Wednesday, October 8, 2014

Breaking out from the Ivory Tower

I think coming up with topics to write about here has been one of my longest-lasting conflicts.

I consider myself a content creator... sometimes. I have always agonized about what to put here-I want to write about things that were relevant and engaging. I wanted to create content that was intelligent and poignant. For awhile I was very adamant about not writing about my thoughts or feelings, lest some future admissions council find it and decide I was not worthy to attend their institution-and actually I'm still working with that today. I also wanted to write about things that were not in any shape or form related to the things that I was learning in school. I think I was trying to prove the point that I was an engaged person who was not just some nerdy bookworm and that I was a person who thought about issues outside the realm of academia.

But as more and more of my time became dedicated as classes became more and more difficult, I had less time to ruminate on things outside of my studies. As a result, the posts here just became less and less frequent and less and less enthused.
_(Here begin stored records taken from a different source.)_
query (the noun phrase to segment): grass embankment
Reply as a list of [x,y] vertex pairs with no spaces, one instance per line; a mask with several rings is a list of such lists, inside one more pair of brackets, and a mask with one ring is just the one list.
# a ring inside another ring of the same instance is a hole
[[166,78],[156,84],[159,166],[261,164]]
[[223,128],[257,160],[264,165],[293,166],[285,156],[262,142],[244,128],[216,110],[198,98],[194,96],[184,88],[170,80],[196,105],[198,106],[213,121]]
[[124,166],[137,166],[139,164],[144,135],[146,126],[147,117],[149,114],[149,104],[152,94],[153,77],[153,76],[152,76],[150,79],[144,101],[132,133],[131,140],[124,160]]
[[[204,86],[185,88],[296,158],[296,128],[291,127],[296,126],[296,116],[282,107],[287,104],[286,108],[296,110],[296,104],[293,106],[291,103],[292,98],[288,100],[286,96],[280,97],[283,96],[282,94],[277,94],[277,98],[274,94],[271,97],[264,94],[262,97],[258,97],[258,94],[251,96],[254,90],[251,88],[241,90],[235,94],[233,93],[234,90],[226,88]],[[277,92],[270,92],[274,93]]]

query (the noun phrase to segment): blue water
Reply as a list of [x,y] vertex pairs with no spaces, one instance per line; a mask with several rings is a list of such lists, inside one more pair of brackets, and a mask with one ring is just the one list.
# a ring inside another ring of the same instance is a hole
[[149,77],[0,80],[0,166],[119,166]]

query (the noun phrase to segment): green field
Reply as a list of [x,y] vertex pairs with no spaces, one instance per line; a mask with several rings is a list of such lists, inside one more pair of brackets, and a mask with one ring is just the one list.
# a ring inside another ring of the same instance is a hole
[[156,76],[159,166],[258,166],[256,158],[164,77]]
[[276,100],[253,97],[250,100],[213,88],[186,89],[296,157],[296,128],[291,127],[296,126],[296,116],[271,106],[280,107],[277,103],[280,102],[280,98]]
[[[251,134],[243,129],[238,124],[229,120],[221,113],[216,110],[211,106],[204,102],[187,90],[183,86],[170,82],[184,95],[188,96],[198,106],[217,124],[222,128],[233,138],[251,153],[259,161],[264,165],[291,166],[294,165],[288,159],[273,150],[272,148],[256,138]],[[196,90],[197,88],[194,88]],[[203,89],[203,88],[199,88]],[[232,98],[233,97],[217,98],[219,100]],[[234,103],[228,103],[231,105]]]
I only recently have started to understand why I didn't really feel comfortable writing about the things that I am learning in school. There are two main reasons, the first being that I didn't think that what I was learning was relevant. Interesting to me, but would anyone else think so? The second reason, and far more embarrassing one, is that I didn't feel comfortable explaining things that I myself didn't understand. I had hoped that this problem would go away and that magically by the time I was a senior in high school I could read complex scientific journal articles and understand them perfectly. Unfortunately this seems to be a recurring phenomenon that I think will be an ongoing event so long as I am a person that is learning things.

The reason that any of this came to mind is because I am in a class designed specifically for writing about academic subjects but for the general public. Yes, we had to have classes specifically designed for this purpose. And while I obviously think that it is a worthwhile endeavor, I think that speaks volumes about how disconnected we the Wellesley community are from "the Real World", so much so that we need to have classes with the main objective of helping us communicate our passions and interests to the hypothetical layman. Being a senior in college has made me hyperaware of the fact that in one year's time I will have to find a place for myself in this "real world" I keep hearing so much about.

So you can probably see where I'm going with this-I am going to be trying to post the articles I write for class here on the blog and maybe even the other things I've written about before. While I can't pretend I will love every subject I write about, I do think it defeats the purpose of writing for the general public if no one but my classmates and professors read my writing. I'm actually really really nervous about doing this because the serious subjects will never go viral the way that another post I write might. But I guess I have to take the leap that the while the good things may not be the most exciting click-baitable things they are still worthwhile.